JEFFERSON’S DAUGHTERS: Three Sisters, White and Black, in a Young America, by Catherine Kerrison. Ballantine Books, 425 pp., $28.
Founding Father Thomas Jefferson had three daughters who survived to adulthood. Two were white — Martha and Maria, his daughters by wife Martha Wayles Jefferson. One was black — Harriet Hemings, daughter of Sally Hemings, Jefferson’s slave and lifelong consort. In “Jefferson’s Daughters: Three Sisters, White and Black, in a Young America,” Catherine Kerrison aims to tell the stories of all three women using books, historical records, diaries and letters to re-create their lives, all extraordinary by any measure.
While the life of eldest daughter Martha was extensively documented, neither Maria nor Harriet left much trace in the historical record. Maria, said to be strikingly beautiful, never had her portrait painted and died young at age 25. Of Harriet, only the faintest trail remains, including entries in Jefferson’s Farm Book, where he recorded allotments of food, blankets and clothing to slaves, including his children by Sally Hemings. She is briefly mentioned in the recollections of Madison Hemings, Sally’s son and Harriet’s brother, who in 1873 revealed the story of Thomas Jefferson’s secret family in an Ohio newspaper. Kerrison, an associate professor of history at Villanova University, tries to re-create the substance of their days with her historical expertise.
Martha Jefferson Randolph inherited her father’s lively intellect and thirst for knowledge. An avid reader, writer and teacher, she spent her early years accompanying Jefferson from Virginia to Paris to Philadelphia and back to Virginia, encountering the brightest minds on both sides of the Atlantic. Once she achieved adulthood, Martha largely set aside intellectual pursuits to help Jefferson run his complicated life — after marrying she moved to Monticello, where her husband managed the estate. Martha oversaw Jefferson’s extensive household while raising and homeschooling her children (she had 12) and served as first lady during visits to Jefferson in the White House.
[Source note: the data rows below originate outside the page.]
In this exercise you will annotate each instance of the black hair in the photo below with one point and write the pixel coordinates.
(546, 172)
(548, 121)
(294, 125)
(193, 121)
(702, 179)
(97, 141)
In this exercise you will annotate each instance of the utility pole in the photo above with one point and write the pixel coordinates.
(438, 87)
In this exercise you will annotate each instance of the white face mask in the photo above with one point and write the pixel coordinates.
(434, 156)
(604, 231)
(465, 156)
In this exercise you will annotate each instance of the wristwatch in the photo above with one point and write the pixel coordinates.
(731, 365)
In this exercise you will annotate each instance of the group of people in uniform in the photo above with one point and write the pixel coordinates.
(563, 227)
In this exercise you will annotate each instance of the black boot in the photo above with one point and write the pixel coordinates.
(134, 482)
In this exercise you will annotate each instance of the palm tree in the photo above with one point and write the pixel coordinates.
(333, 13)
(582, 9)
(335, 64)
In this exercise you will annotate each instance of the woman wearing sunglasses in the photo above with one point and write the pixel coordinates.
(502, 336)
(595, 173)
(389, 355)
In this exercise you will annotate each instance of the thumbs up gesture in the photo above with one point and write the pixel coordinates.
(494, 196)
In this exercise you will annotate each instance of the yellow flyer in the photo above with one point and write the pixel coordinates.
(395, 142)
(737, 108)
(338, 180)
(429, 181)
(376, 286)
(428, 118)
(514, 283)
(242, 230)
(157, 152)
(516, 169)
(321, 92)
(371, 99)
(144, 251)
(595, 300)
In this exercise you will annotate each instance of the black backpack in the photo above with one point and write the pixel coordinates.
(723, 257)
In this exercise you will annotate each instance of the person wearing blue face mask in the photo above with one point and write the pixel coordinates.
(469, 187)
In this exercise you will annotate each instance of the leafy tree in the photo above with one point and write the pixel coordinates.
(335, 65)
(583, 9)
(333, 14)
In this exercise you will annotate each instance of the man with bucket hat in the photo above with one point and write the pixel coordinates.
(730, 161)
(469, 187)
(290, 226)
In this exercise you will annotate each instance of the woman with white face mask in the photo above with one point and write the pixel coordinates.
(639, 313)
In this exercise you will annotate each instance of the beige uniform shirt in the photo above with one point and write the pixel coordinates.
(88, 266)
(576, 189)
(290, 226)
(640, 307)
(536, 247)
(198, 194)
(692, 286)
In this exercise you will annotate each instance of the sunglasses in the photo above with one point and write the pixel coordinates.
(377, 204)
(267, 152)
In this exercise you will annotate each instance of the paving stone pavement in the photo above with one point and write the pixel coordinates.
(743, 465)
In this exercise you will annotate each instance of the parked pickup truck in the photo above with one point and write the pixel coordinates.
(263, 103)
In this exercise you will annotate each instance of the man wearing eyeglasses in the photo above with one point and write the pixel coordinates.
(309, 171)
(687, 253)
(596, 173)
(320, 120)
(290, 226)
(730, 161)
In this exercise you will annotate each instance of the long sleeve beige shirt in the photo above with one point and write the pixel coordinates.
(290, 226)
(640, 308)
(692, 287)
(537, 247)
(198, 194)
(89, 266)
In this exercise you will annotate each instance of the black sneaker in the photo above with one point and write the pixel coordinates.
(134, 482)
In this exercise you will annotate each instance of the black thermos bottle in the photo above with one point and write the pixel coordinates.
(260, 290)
After her mother died at age 33, Maria Jefferson Eppes accompanied her father as he traveled colonial America: “Eighteenth-century children had no control over their lives, but the lack of stability in young Maria’s was staggering,” Kerrison writes. Eventually she landed in the care of a loving aunt, but once Jefferson settled in Paris, he sent for her. Maria stubbornly resisted joining him. Determined to stay in Virginia, she had to be tricked into boarding the boat that would take her across the ocean. She was 9, and her sole companion was Sally Hemings — at 14 practically a child herself.
Little is known about Harriet Hemings. Described as “very beautiful” by Jefferson’s overseer, she labored in Jefferson’s cloth-making workshop at Monticello. In Paris, Jefferson had promised Sally Hemings that he would eventually free their children if she remained with him as a slave. (French law didn’t recognize slavery, and Sally was free to leave.) Jefferson fulfilled his promise and eventually released Harriet. But to avoid inflaming the scandal of his covert family, he never filed papers that formally freed her, ensuring that Harriet would be classified as a runaway slave for the rest of her life, risking “forcible return to Virginia and slavery if her identity was discovered and reported,” writes Kerrison. Harriet disappeared into the city of Washington, D.C. Seven-eighths white, she “passed” successfully and left no trace of herself behind.
“Jefferson’s Daughters” is as much about the father as the daughters, and it’s not a flattering portrait. Jefferson was a master compartmentalizer. The primary author of the Declaration of Independence, which declared that “all men are created equal,” he argued for eventual abolition while owning hundreds of slaves and keeping a shadow slave family. He praised the virtues of an Enlightenment education while insisting that it wasn’t worth lavishing on women. Of many telling details in this book, among the most revealing is the design of Monticello, which one architectural historian called “very self-centered” house. Writes Kerrison, “[T]his ‘great advocate of light and air,’ as Jefferson called himself, provided little of either for his family members on a floor with a series of small, poorly lit, nondescript rooms, none of which were even visible from the exterior.”
“Jefferson’s Daughters” is a richly textured and satisfying book, but there is unavoidable frustration in the author’s many caveats – that Maria “may have” done this or that Harriet “probably” did that. We simply don’t know. Still, this is a striking portrait of how women in Jefferson’s era lived, bravely and resourcefully, in an age that demanded fealty and absolute obedience to men.